# Suche einen 230mm Gehäuselüfter



## Pffzzhh! (5. Januar 2009)

*Suche einen 230mm Gehäuselüfter*

Hallo Leutz,

ich suche verzweifelt einen 230mm Lüfter, den ich in meinem Thermaltake Spedo Gehäuse in den Deckel einbauen kann. Bei Thermaltake selber finde ich nix und habe schon bei einigen Online-Händlern, sowie auf den Seiten der lokalen Händler (sogar E-Mail Anfrage) gestöbert -> NIX.

Er kann im normalbetrieb ruhig _etwas_ lauter sein, ich kann ihn ja auf 7V drosseln.

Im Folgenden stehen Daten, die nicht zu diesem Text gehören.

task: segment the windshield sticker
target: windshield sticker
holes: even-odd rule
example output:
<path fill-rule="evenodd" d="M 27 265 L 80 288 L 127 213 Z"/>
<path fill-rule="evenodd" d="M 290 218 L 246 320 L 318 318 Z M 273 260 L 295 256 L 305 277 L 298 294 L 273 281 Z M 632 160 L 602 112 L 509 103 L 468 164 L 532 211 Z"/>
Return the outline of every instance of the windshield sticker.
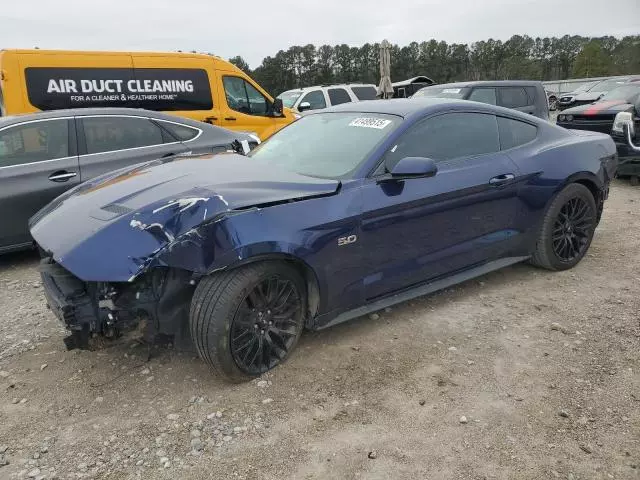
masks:
<path fill-rule="evenodd" d="M 382 130 L 391 123 L 391 120 L 383 120 L 382 118 L 356 118 L 349 124 L 350 127 L 377 128 Z"/>

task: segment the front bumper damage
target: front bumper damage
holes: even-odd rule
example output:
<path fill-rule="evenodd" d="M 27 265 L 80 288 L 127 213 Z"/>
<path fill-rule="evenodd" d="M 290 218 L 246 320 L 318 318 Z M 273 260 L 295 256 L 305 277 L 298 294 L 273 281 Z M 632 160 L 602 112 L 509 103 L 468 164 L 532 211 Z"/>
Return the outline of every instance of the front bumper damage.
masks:
<path fill-rule="evenodd" d="M 134 333 L 184 338 L 194 286 L 191 272 L 156 268 L 135 282 L 84 282 L 45 256 L 40 275 L 47 305 L 70 335 L 67 349 L 89 349 L 97 338 Z"/>

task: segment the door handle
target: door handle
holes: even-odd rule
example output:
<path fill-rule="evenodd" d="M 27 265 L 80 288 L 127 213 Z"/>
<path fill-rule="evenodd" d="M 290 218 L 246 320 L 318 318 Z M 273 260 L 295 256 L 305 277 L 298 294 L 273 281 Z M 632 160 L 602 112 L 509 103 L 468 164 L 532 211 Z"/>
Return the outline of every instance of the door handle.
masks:
<path fill-rule="evenodd" d="M 70 178 L 78 175 L 76 172 L 67 172 L 66 170 L 60 170 L 49 175 L 49 180 L 52 182 L 66 182 Z"/>
<path fill-rule="evenodd" d="M 515 175 L 513 173 L 504 173 L 502 175 L 498 175 L 496 177 L 493 177 L 491 180 L 489 180 L 489 185 L 492 185 L 494 187 L 499 187 L 501 185 L 509 183 L 514 178 L 516 178 L 516 177 L 515 177 Z"/>

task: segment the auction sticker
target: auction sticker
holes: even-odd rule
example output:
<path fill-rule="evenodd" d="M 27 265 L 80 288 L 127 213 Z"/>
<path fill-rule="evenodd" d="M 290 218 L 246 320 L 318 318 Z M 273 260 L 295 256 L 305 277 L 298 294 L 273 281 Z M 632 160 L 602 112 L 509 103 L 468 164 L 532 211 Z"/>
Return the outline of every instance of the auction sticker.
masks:
<path fill-rule="evenodd" d="M 350 127 L 377 128 L 382 130 L 391 123 L 391 120 L 382 118 L 356 118 L 349 124 Z"/>

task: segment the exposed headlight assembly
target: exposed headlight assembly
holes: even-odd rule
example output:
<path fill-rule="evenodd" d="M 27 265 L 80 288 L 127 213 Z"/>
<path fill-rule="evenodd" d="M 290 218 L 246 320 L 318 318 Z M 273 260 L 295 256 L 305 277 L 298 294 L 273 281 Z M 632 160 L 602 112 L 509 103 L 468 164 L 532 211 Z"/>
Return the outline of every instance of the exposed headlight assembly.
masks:
<path fill-rule="evenodd" d="M 627 125 L 629 128 L 629 133 L 631 134 L 631 138 L 635 137 L 636 132 L 633 125 L 633 115 L 631 112 L 620 112 L 616 115 L 616 118 L 613 120 L 613 128 L 611 131 L 613 133 L 619 133 L 620 135 L 624 135 L 624 126 Z"/>

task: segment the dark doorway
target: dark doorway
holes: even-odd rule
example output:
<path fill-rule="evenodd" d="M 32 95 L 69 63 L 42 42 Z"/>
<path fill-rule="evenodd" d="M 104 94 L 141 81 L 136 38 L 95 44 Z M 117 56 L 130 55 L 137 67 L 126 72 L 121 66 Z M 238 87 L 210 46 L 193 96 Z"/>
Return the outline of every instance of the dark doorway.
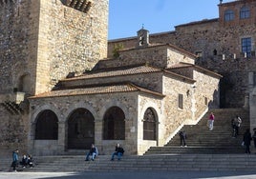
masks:
<path fill-rule="evenodd" d="M 95 143 L 95 118 L 86 109 L 77 109 L 68 120 L 68 149 L 88 149 Z"/>
<path fill-rule="evenodd" d="M 157 117 L 151 108 L 146 109 L 143 117 L 143 140 L 157 140 Z"/>
<path fill-rule="evenodd" d="M 46 109 L 41 111 L 35 124 L 35 140 L 57 140 L 58 119 L 56 114 Z"/>
<path fill-rule="evenodd" d="M 125 116 L 118 107 L 110 108 L 104 115 L 104 140 L 125 139 Z"/>

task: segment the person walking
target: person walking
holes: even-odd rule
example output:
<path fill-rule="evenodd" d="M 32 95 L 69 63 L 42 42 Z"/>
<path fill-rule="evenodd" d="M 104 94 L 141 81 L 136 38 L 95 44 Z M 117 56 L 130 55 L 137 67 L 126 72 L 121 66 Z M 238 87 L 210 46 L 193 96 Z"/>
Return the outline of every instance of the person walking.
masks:
<path fill-rule="evenodd" d="M 249 147 L 250 147 L 250 141 L 251 140 L 252 140 L 251 133 L 249 131 L 249 129 L 247 129 L 246 131 L 244 134 L 243 141 L 244 141 L 244 144 L 245 146 L 245 153 L 248 153 L 248 154 L 250 153 Z"/>
<path fill-rule="evenodd" d="M 214 119 L 215 119 L 215 116 L 214 116 L 213 112 L 211 112 L 211 114 L 209 116 L 209 119 L 208 119 L 209 130 L 212 130 L 213 129 Z"/>
<path fill-rule="evenodd" d="M 186 146 L 186 143 L 185 143 L 185 139 L 186 139 L 186 133 L 185 131 L 180 131 L 179 132 L 179 135 L 180 135 L 180 139 L 181 139 L 181 147 L 187 147 Z"/>
<path fill-rule="evenodd" d="M 13 171 L 17 171 L 16 170 L 16 167 L 18 166 L 18 161 L 19 161 L 19 156 L 18 156 L 19 150 L 15 149 L 12 152 L 12 163 L 11 163 L 11 167 L 13 169 Z"/>

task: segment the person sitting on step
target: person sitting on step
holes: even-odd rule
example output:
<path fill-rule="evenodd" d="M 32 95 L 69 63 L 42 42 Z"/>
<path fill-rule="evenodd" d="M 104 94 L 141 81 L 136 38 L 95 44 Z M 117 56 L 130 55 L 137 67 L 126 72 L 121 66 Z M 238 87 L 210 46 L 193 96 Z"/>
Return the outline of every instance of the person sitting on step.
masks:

Wo bekomme ich einen solchen Lüfter her?


----------



## BMW M-Power (5. Januar 2009)

*AW: Suche einen 230mm Gehäuselüfter*

bei, lass mich nicht lügen... ich glaube caseking gibt es einen 230mm Lüfter von AKASA.

Ich guck mal eben nach 

Edit... hättest du die SuFu benutzt, hättest du das hier gefunden --> http://extreme.pcgameshardware.de/luftkuehlung/35023-absolut-groesster-luefter.html
Schaue dich bitte in diesem Thread um !

Kann also geschlossen werden !


----------



## Pffzzhh! (5. Januar 2009)

*AW: Suche einen 230mm Gehäuselüfter*

Danke für die schnelle Antowrt, aber nicht so hektisch:

Ich suche einen *23*cm Lüfter, da dafür die Bohrungen da sind. nicht 22 oder 22,5.


----------



## BMW M-Power (5. Januar 2009)

*AW: Suche einen 230mm Gehäuselüfter*

ich hab gesucht, und nichts gefunden... dann musst du halt eine weitere Bohrung für ein 22,5cm lüfter machen !

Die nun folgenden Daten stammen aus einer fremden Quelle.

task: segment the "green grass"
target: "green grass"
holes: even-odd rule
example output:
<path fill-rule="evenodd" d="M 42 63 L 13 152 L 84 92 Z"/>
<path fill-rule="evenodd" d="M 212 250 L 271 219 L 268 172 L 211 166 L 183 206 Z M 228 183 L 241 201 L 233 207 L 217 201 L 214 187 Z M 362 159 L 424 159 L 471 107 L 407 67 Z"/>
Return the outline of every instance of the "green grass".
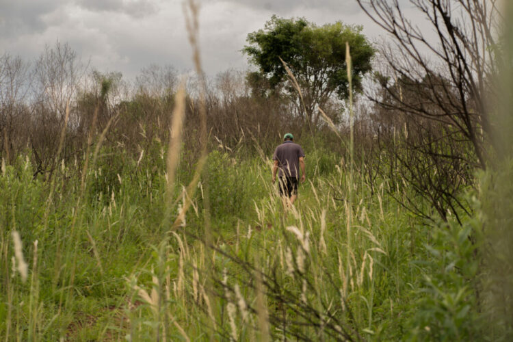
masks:
<path fill-rule="evenodd" d="M 3 339 L 258 341 L 267 331 L 272 340 L 347 334 L 390 341 L 473 333 L 471 271 L 449 267 L 468 262 L 473 250 L 458 239 L 447 248 L 452 235 L 439 236 L 459 228 L 412 217 L 386 194 L 386 180 L 373 194 L 355 181 L 352 204 L 334 199 L 345 197 L 348 175 L 334 153 L 309 152 L 307 181 L 295 209 L 285 211 L 269 160 L 213 151 L 186 224 L 174 232 L 163 214 L 170 206 L 176 218 L 188 170 L 179 169 L 179 200 L 168 202 L 161 158 L 137 166 L 107 155 L 88 171 L 83 198 L 70 167 L 55 174 L 49 204 L 49 183 L 34 179 L 23 159 L 0 176 Z M 202 241 L 205 196 L 212 248 Z M 14 230 L 29 265 L 25 282 L 12 269 Z M 435 312 L 462 289 L 443 315 Z"/>

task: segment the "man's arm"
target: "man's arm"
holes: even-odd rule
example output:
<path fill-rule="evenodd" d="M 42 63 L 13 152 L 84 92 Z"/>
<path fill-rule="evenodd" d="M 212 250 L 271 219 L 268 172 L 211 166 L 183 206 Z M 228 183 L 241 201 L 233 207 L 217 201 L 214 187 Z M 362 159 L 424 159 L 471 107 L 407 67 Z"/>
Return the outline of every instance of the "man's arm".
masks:
<path fill-rule="evenodd" d="M 306 174 L 304 172 L 304 158 L 300 157 L 300 168 L 301 168 L 301 183 L 303 183 L 306 178 Z"/>
<path fill-rule="evenodd" d="M 276 181 L 276 172 L 278 172 L 278 161 L 274 161 L 274 164 L 272 166 L 272 183 Z"/>

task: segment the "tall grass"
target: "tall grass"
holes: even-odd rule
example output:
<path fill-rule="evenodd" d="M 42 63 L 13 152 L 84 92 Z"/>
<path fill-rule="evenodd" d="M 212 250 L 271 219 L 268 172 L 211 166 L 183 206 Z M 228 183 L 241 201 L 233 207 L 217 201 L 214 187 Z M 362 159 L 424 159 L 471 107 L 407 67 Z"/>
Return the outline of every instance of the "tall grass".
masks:
<path fill-rule="evenodd" d="M 188 6 L 201 75 L 198 8 Z M 509 287 L 502 297 L 479 295 L 486 289 L 478 277 L 482 216 L 498 232 L 488 237 L 501 247 L 494 251 L 509 260 L 497 239 L 510 201 L 501 212 L 494 204 L 508 199 L 510 187 L 499 189 L 497 180 L 509 179 L 509 157 L 493 177 L 484 177 L 491 202 L 473 200 L 475 217 L 462 225 L 450 216 L 428 224 L 393 200 L 412 191 L 393 194 L 386 179 L 371 189 L 356 172 L 352 110 L 349 142 L 321 111 L 348 146 L 349 165 L 319 148 L 321 137 L 304 144 L 309 180 L 297 205 L 285 210 L 261 148 L 249 153 L 254 146 L 244 141 L 236 151 L 209 150 L 203 107 L 199 158 L 192 171 L 181 166 L 185 97 L 183 88 L 176 95 L 169 142 L 155 142 L 137 160 L 122 147 L 103 146 L 107 124 L 90 134 L 81 160 L 61 163 L 51 179 L 34 178 L 23 156 L 12 165 L 2 161 L 2 339 L 468 341 L 486 334 L 479 311 L 508 299 Z M 488 262 L 497 276 L 497 264 Z M 510 336 L 509 316 L 501 316 L 509 305 L 503 300 L 492 311 L 500 323 L 490 336 Z"/>

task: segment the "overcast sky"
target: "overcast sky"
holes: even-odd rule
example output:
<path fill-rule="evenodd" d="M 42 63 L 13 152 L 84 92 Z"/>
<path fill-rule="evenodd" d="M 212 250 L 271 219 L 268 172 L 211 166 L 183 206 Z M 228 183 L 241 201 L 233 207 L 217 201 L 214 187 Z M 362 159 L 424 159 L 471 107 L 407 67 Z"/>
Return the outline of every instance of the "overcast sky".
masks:
<path fill-rule="evenodd" d="M 321 25 L 341 21 L 364 26 L 370 39 L 379 29 L 354 0 L 200 1 L 202 60 L 207 74 L 248 64 L 240 50 L 249 32 L 272 14 L 304 16 Z M 151 64 L 192 69 L 183 0 L 0 0 L 0 55 L 32 60 L 58 40 L 102 72 L 132 79 Z M 383 38 L 383 37 L 380 37 Z"/>

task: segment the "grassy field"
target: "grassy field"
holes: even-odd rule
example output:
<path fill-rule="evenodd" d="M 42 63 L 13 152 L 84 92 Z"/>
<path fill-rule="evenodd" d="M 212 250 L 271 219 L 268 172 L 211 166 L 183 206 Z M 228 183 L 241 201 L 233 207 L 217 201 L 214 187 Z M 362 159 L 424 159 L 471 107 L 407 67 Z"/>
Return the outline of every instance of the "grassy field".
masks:
<path fill-rule="evenodd" d="M 163 153 L 137 161 L 103 149 L 83 179 L 73 165 L 46 181 L 28 159 L 4 165 L 2 338 L 473 336 L 467 237 L 479 222 L 423 222 L 387 195 L 387 180 L 373 192 L 349 182 L 336 154 L 306 150 L 307 181 L 287 211 L 268 156 L 213 150 L 176 229 L 194 176 L 185 160 L 170 194 Z"/>

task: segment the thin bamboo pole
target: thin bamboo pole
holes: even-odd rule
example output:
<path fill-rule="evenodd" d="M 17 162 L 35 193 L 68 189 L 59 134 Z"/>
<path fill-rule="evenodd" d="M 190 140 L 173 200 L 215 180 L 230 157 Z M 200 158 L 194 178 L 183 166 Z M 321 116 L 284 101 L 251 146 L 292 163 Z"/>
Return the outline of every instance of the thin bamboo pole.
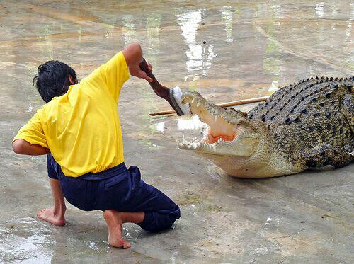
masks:
<path fill-rule="evenodd" d="M 269 96 L 263 96 L 263 97 L 257 97 L 256 98 L 238 100 L 238 101 L 234 101 L 232 102 L 218 103 L 218 104 L 217 104 L 217 105 L 222 107 L 222 108 L 227 108 L 227 107 L 235 106 L 235 105 L 246 105 L 248 103 L 258 103 L 258 102 L 261 102 L 261 101 L 266 101 L 266 100 L 267 100 L 267 98 Z M 174 110 L 167 110 L 167 111 L 152 113 L 150 114 L 150 115 L 156 116 L 156 115 L 172 115 L 172 114 L 175 114 L 175 113 L 176 113 L 176 112 Z"/>

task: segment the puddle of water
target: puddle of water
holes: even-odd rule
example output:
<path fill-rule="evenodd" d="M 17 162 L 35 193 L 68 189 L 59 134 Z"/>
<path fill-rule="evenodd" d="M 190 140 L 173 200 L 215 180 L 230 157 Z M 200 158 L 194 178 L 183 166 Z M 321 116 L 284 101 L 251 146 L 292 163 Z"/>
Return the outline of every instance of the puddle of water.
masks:
<path fill-rule="evenodd" d="M 55 243 L 49 229 L 33 218 L 6 222 L 0 227 L 0 259 L 12 263 L 47 263 L 49 246 Z"/>

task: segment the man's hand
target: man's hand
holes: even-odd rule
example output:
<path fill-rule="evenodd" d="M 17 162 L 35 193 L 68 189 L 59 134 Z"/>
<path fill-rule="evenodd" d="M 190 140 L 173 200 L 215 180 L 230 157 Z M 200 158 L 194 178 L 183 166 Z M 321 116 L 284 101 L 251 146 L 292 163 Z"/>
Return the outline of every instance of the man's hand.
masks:
<path fill-rule="evenodd" d="M 45 155 L 49 154 L 49 149 L 30 144 L 23 139 L 16 139 L 12 143 L 12 149 L 17 154 Z"/>
<path fill-rule="evenodd" d="M 152 64 L 150 64 L 149 63 L 148 61 L 147 61 L 147 69 L 149 71 L 152 71 Z M 135 76 L 135 77 L 144 79 L 145 80 L 147 80 L 149 82 L 152 82 L 152 79 L 151 79 L 150 77 L 149 77 L 147 75 L 147 74 L 145 73 L 145 71 L 142 71 L 142 69 L 139 67 L 139 64 L 137 64 L 137 65 L 132 65 L 131 67 L 129 67 L 129 72 L 130 72 L 130 75 Z"/>
<path fill-rule="evenodd" d="M 140 69 L 139 64 L 142 62 L 142 50 L 139 43 L 132 43 L 122 50 L 125 62 L 129 68 L 130 75 L 135 77 L 144 79 L 149 82 L 152 81 L 152 79 L 149 77 L 145 72 Z M 152 66 L 147 62 L 147 69 L 152 70 Z"/>

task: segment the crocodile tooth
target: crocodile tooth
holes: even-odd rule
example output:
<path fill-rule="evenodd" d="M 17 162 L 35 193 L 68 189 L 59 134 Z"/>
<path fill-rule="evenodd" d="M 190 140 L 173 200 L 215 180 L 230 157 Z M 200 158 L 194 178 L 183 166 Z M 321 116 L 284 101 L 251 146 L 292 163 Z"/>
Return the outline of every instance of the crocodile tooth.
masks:
<path fill-rule="evenodd" d="M 212 150 L 214 151 L 217 151 L 217 146 L 215 144 L 212 144 Z"/>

In welches gehäuse soll der überhaupt rein ?


----------



## Pffzzhh! (5. Januar 2009)

*AW: Suche einen 230mm Gehäuselüfter*



Pffzzhh! schrieb:


> ... den ich in meinem Thermaltake Spedo Gehäuse in den Deckel einbauen kann. ...



Leide rhabe ich die Ausführung ohne den 23cm Lüfter gekauft


----------



## Shibi (5. Januar 2009)

*AW: Suche einen 230mm Gehäuselüfter*

Kannst du nicht einfach bei thermaltake nachfragen ob du den Lüfter nachbestellen kannst?

Einen 23cm Lüfter gibt es meines Wissens nach nicht auf dem freien Markt zu kaufen.

mfg, Shibi


----------



## Pffzzhh! (6. Januar 2009)

*AW: Suche einen 230mm Gehäuselüfter*

Das würde ich normal auch denken, aber in dem Laden, wo ich mein Gehäuse gekauft habe (hardwarecamp24.de in Zwickau) hatten die tatsächlich einen vor Ort. Leider ist es 350km entfernt, ich war nur zu Besuch. Ich könnte mir immer noch in den A**** beißen, dass ich ihn nicht gleich mitgekauft habe ...

Stimmt, ich kann mal bei Thermaltake nachfragen, danke für den Tipp!


----------



## BMW M-Power (6. Januar 2009)

*AW: Suche einen 230mm Gehäuselüfter*

schau mal da rein, da verkauft einer den gesuchten lüfter für 8€ 

http://extreme.pcgameshardware.de/v...ctmat-thermaltake-23cm-luefter-tt-2020-a.html


----------



## Pffzzhh! (6. Januar 2009)

*AW: Suche einen 230mm Gehäuselüfter*

Danke für den Tipp, aber habe dort schon eine Anfrage gepostet.


----------